I refer to this proof of the fact that Principal Ideal Domains satisfy the Ascending Chain Condition.
It says
Let $\bigcup\limits_{i=1}^{\infty}I_i=(a)$. As $a$ is present in $\bigcup\limits_{i=1}^{\infty}I_i$, it should be present in some $I_m\subseteq \bigcup\limits_{i=1}^{\infty}I_i$
I don't understand why. For example, in $\Bbb{Z},(2^8)\subset (2^4)\subseteq(2^2)\subseteq(2)$. We know $6\in (2)$, and $6\notin (2^8),(2^4),(2^2)$. Also, $(2)=(2)\bigcup(2^2)\bigcup(2^4)\bigcup(2^8)$. Hence, it is possible that an element is present in $(2)\bigcup(2^2)\bigcup(2^4)\bigcup(2^8)$, but not in any of its sub-ideals ($(2^2),(2^4)$ or $(2^8)$).
You might say this is an example in which the number of ideals is finite, and here we have an infinite number of ideals.
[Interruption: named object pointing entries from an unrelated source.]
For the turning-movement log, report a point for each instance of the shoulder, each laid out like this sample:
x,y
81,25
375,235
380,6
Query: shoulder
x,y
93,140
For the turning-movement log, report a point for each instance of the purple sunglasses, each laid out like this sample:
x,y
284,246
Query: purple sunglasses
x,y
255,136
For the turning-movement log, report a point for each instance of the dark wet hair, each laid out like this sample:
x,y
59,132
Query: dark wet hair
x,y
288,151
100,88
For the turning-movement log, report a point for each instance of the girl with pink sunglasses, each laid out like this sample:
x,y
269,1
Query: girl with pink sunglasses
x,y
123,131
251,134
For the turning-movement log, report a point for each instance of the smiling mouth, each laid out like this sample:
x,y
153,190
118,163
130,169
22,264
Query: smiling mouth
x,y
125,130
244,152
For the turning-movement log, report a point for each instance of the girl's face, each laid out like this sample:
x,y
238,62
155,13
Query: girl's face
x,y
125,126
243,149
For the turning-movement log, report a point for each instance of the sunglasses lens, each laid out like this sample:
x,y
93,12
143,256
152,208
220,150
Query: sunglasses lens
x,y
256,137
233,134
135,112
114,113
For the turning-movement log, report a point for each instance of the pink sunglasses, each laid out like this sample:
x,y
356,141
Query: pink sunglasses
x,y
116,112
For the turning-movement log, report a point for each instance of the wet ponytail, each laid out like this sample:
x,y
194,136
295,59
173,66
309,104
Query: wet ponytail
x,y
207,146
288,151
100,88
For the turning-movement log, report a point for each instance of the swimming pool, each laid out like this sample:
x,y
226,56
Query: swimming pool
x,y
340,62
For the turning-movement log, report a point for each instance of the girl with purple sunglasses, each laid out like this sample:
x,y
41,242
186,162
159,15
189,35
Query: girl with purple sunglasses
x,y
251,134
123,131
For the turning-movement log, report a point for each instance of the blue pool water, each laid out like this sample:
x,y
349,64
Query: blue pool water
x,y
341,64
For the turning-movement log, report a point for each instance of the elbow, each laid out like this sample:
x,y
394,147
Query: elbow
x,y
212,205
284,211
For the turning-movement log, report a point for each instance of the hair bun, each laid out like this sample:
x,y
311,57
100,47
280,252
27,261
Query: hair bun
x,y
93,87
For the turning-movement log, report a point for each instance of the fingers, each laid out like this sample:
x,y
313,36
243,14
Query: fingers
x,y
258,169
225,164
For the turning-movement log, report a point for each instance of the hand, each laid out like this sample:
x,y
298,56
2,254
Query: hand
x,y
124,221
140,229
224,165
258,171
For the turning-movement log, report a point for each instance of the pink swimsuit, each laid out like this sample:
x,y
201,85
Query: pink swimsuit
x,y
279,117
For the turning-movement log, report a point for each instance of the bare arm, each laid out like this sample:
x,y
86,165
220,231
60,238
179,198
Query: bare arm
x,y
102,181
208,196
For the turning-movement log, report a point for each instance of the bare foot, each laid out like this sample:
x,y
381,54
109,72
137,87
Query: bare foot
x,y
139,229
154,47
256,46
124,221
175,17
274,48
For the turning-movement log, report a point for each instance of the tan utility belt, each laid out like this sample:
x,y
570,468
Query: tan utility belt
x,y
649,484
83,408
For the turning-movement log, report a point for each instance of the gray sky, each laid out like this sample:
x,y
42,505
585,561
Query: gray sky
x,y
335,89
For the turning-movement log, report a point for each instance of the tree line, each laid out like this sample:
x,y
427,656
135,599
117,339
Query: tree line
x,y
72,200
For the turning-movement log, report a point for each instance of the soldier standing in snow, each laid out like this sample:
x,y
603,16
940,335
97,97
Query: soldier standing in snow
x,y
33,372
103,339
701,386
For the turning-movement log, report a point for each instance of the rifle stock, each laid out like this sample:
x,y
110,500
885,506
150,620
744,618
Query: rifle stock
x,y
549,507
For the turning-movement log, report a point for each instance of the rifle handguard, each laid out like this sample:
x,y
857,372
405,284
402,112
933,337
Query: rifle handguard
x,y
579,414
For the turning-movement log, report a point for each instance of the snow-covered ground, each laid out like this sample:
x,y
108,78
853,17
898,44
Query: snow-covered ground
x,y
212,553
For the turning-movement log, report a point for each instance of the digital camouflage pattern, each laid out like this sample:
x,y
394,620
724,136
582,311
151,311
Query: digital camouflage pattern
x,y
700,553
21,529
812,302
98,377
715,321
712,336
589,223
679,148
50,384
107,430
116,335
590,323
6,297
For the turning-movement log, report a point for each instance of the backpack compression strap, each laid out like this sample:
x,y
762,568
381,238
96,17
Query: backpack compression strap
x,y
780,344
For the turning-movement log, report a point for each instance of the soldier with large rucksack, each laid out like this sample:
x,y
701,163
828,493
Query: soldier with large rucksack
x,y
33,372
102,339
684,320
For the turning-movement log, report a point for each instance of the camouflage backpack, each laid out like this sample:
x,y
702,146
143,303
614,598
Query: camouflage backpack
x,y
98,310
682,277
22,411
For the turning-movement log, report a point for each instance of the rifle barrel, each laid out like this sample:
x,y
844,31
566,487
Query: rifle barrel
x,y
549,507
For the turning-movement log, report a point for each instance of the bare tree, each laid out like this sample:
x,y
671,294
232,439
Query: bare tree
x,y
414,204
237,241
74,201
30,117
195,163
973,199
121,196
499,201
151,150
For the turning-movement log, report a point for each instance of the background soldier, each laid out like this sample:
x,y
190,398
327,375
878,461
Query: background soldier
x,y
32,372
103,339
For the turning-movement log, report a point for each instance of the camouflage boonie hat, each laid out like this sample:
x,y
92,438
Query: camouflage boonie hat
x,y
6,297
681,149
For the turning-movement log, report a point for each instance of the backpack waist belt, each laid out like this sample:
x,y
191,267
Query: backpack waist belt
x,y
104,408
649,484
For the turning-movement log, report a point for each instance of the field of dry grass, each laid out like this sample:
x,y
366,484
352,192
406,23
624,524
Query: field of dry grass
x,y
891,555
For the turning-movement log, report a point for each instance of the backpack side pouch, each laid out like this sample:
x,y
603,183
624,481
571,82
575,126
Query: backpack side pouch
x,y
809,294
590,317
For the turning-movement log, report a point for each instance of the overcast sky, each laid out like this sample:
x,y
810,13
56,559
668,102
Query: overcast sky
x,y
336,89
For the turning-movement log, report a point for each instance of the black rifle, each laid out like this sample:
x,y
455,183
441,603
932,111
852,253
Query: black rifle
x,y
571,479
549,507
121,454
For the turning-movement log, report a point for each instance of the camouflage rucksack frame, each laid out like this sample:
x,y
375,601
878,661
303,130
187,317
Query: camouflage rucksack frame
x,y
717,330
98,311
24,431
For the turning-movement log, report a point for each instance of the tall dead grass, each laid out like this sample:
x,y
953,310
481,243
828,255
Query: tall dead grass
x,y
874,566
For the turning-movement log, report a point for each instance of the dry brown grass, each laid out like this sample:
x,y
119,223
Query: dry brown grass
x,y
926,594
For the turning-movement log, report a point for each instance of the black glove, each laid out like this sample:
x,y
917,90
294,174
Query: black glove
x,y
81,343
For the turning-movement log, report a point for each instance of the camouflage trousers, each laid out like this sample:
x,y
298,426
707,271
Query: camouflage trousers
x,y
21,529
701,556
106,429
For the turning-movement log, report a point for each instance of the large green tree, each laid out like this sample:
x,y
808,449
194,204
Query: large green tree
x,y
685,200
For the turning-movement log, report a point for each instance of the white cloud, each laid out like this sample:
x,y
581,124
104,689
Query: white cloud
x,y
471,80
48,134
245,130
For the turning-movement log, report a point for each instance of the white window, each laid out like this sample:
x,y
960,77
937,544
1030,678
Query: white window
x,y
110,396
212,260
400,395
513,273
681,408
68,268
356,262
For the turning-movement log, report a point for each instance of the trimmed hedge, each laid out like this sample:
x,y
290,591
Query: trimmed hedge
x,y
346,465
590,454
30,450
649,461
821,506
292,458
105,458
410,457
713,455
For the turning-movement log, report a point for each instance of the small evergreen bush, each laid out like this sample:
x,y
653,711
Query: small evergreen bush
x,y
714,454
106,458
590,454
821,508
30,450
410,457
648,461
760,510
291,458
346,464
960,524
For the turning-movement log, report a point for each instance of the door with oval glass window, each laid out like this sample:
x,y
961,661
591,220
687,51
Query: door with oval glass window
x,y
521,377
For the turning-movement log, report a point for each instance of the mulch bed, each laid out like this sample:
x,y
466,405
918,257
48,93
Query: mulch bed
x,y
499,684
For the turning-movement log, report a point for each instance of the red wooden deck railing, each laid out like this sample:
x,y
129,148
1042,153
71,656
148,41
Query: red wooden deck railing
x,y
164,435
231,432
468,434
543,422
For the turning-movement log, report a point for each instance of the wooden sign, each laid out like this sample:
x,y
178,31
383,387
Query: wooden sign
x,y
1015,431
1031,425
However, I don't see why it should be any diferent for an infintie number of ideals. Any clarification would be great!
Thanks in advance!
There is no trouble that $2$ is not in the other ideals. That is, in this case $m=1$, or $2\in (2)$. It must be in one at least, and that is enough. Recall that if $\mathscr C$ is a collection of sets then $x\in\bigcup \mathscr C$, if and only if $x\in C$ for at least one set $C$ in $\mathscr C$.